"THE GREAT RAID" is a story revolving around the 6th Ranger Battalion's raid on a POW camp to save 500 prisoners. The actual story is extremely compelling enough on its own and it's a shame that the filmmakers felt the need to throw in a mediocre subplot involving a love story that just doesn't work on any level. There's one cliche' after another and Joseph Fiennes, a typically fine actor, is completely wasted here. Benjamin Bratt is perfect for his role as a Lieutenant Colonel, but he's not given enough to do, and that's even more maddening when considering there's so much needless footage here. A film about the planning, challenges and ultimate execution of the "GREAT RAID" should be gripping! Unfortunately, much of the film is just plain dull. After a terrific yet horrifying scene depicting the horrors that the Japanese are inflicting on their prisoners, necessitating the need for a daring raid, the film comes to a screeching halt. Every time a sequence begins to feel compelling, the film abruptly heads in a predictable direction.
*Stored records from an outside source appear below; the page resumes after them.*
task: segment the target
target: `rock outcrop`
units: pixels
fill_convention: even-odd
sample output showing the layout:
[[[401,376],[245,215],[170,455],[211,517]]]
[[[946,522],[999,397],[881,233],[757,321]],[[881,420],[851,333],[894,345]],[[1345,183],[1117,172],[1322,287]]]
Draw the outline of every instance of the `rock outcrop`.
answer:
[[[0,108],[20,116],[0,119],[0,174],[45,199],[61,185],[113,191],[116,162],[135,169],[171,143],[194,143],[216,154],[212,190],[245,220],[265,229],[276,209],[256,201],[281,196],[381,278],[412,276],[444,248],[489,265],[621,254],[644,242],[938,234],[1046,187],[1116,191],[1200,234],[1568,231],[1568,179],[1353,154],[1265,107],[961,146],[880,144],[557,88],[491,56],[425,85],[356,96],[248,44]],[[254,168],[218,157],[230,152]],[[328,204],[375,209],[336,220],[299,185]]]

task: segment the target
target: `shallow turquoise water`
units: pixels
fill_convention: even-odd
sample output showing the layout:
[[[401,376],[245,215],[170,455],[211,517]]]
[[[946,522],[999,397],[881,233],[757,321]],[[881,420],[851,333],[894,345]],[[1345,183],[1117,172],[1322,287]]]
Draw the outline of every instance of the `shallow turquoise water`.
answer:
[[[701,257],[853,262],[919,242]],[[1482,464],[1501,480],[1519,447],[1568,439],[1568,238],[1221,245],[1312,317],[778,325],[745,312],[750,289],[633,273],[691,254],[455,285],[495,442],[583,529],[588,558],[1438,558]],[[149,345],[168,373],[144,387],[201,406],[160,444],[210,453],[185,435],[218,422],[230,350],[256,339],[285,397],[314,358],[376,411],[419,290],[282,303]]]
Still, there must be plenty of fans, as there have been two versions released on dvd already.
BUENA VISTA has provided the DIRECTOR'S CUT for this BLU-RAY debut. The 2.35:1 aspect ratio is intact. The image is spectacular! Especially when compared to the standard dvd, one recognizes the incredible detail offered on BLU-RAY. The night sequences on dvd suffered from grain, but now these scenes offer incredible definition and detail. The blacks and grays are deep and distinguished, no matter how dark the setting is.
Thankfully, BUENA VISTA has chosen to follow SONY's lead and ignore WARNER BROS' with their offering of PCM 5.1 sound. "THE GREAT RAID" isn't an extremely aggressive mix, but it does have plenty of ambient effects that draw the viewer in, at least until the sluggish pacing, puts him/her to sleep. The incredible definition heard in this track is evident throughout due to a variety of subtle, yet impressive effects. Of course, whenever an action sequence happens, all the speakers kick in and the bass packs a huge punch!
Unfortunately, the terrific documentary offered on the dvd hasn't been included. A director's commentary from that dvd has been carried over.